Stacked LSTM & GRU

Stacking multiple recurrent layers enables a model to learn hierarchical representations of sequential data. Lower layers capture short-term, fine-grained patterns (e.g., intraday momentum), while upper layers learn higher-level structure (e.g., multi-day trends). This section also introduces the Gated Recurrent Unit (GRU) – a simpler alternative to LSTM – and covers the practical aspects of regularization, hyperparameter tuning, and evaluation.

Stacked LSTM Architectures

Why Stack Layers?

A single LSTM layer maps an input sequence directly to a hidden representation. When you stack multiple layers, each layer receives the hidden-state sequence from the layer below, allowing the network to build progressively more abstract features.

Hierarchical Features: Lower layers learn simple patterns, upper layers learn complex patterns
Better Abstraction: Each layer transforms representations into more useful forms
Improved Performance: Often (but not always) better results on complex tasks

Diminishing returns set in quickly. Two or three stacked layers is typical for financial time series. Going deeper usually increases overfitting risk without meaningful accuracy gains.

The StackedLSTM Class

The StackedLSTM class in Puffin allows specifying different hidden dimensions at each layer, creating a funnel-shaped architecture that progressively compresses information.

import torch
import torch.nn as nn
from puffin.deep.rnn import StackedLSTM

# Create a 3-layer stacked LSTM with decreasing hidden dims
model = StackedLSTM(
    input_dim=1,
    hidden_dims=[128, 64, 32],
    output_dim=1,
    dropout=0.2
)

# Test forward pass
x = torch.randn(16, 20, 1)  # batch_size=16, seq_len=20, features=1
output = model(x)
print(f"Output shape: {output.shape}")  # torch.Size([16, 1])

Building a Custom Stacked Architecture

For full control, you can compose individual LSTM layers manually with inter-layer dropout:

from puffin.deep.rnn import LSTMNet

class DeepLSTM(nn.Module):
    def __init__(self, input_dim, hidden_dims=[128, 64, 32], output_dim=1):
        super(DeepLSTM, self).__init__()

        # Create multiple LSTM layers with different hidden dims
        self.lstm_layers = nn.ModuleList()

        for i, hidden_dim in enumerate(hidden_dims):
            layer_input_dim = input_dim if i == 0 else hidden_dims[i - 1]
            self.lstm_layers.append(
                nn.LSTM(layer_input_dim, hidden_dim, 1, batch_first=True)
            )

        self.dropout = nn.Dropout(0.2)
        self.fc = nn.Linear(hidden_dims[-1], output_dim)

    def forward(self, x):
        out = x
        for lstm in self.lstm_layers:
            out, _ = lstm(out)
            out = self.dropout(out)

        out = self.fc(out[:, -1, :])
        return out

# Instantiate and test
model = DeepLSTM(input_dim=5, hidden_dims=[128, 64, 32])
x = torch.randn(16, 30, 5)  # 5 input features
output = model(x)
print(f"Output shape: {output.shape}")  # torch.Size([16, 1])

GRU: Gated Recurrent Unit

The GRU, introduced by Cho et al. (2014), simplifies the LSTM by combining the forget and input gates into a single update gate and merging the cell state and hidden state into one vector.

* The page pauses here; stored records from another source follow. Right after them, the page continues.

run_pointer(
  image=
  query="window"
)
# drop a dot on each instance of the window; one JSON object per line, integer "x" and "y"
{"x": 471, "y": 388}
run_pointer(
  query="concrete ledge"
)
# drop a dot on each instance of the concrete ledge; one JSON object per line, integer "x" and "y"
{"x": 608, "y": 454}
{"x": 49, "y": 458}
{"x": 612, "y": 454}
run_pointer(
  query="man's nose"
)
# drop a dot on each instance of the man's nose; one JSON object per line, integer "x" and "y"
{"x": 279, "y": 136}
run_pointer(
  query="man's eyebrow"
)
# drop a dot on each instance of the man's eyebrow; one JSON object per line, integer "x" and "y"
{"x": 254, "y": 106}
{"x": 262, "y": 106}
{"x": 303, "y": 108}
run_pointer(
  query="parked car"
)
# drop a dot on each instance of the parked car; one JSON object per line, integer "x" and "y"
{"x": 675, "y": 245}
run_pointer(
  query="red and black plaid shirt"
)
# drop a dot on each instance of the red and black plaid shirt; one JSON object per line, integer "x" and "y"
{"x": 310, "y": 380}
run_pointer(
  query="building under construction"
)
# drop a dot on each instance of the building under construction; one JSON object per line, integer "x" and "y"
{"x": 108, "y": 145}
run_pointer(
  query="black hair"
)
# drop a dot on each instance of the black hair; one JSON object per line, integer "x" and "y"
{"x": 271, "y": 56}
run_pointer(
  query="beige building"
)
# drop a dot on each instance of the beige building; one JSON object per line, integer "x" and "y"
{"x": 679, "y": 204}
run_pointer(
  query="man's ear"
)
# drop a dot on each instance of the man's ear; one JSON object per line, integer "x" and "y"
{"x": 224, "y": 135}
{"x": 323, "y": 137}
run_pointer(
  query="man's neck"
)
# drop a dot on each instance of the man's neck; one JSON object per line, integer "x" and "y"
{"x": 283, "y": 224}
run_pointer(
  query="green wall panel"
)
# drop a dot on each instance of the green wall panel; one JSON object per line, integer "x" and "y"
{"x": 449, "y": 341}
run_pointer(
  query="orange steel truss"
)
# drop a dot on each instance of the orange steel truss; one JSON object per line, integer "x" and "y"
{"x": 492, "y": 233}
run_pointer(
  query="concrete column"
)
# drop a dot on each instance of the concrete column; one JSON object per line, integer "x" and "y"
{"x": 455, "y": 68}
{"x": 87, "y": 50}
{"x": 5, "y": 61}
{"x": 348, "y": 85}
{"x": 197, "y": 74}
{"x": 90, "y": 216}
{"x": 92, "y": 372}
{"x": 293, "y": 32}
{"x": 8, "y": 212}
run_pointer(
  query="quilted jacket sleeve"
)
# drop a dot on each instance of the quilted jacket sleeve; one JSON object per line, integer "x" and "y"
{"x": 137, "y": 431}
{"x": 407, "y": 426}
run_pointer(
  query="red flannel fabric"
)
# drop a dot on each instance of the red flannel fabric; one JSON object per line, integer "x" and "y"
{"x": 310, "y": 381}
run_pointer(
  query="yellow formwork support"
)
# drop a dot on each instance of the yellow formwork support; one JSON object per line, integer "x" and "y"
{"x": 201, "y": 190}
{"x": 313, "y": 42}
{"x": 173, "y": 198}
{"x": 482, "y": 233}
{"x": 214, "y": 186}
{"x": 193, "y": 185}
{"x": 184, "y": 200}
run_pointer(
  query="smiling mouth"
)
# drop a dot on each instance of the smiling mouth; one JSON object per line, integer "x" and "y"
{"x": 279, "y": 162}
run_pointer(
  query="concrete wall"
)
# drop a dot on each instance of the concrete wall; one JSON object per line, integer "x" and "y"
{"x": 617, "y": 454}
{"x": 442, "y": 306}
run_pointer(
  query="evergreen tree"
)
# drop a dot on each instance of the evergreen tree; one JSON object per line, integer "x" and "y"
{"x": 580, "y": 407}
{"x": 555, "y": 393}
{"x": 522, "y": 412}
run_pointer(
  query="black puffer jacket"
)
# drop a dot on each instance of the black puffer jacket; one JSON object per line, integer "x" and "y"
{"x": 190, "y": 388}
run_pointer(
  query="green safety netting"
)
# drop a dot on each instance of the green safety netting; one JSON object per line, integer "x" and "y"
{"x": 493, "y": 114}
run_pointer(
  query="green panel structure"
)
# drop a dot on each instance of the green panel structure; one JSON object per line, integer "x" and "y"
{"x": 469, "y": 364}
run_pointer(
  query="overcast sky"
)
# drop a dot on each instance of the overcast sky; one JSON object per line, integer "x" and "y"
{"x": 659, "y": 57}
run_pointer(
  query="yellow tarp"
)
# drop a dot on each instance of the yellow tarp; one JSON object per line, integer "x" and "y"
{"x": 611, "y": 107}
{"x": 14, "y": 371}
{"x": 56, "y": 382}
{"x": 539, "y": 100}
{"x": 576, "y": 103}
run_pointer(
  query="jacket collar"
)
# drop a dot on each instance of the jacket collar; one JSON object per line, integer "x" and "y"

This reduces the parameter count and often speeds up training.

GRU Architecture

Gates:

Update Gate (z_t): Controls how much of the past information to keep
Reset Gate (r_t): Controls how much of the past information to forget when computing the candidate

Mathematical Formulation:

Update Gate:    z_t = σ(W_z · [h_{t-1}, x_t])
Reset Gate:     r_t = σ(W_r · [h_{t-1}, x_t])
Candidate:      h̃_t = tanh(W · [r_t * h_{t-1}, x_t])
Hidden State:   h_t = (1 - z_t) * h_{t-1} + z_t * h̃_t

The GRU update gate serves double duty. When z_t is close to 1, the cell copies forward the candidate (like an LSTM input gate). When z_t is close to 0, the cell copies forward the previous hidden state (like an LSTM forget gate keeping everything).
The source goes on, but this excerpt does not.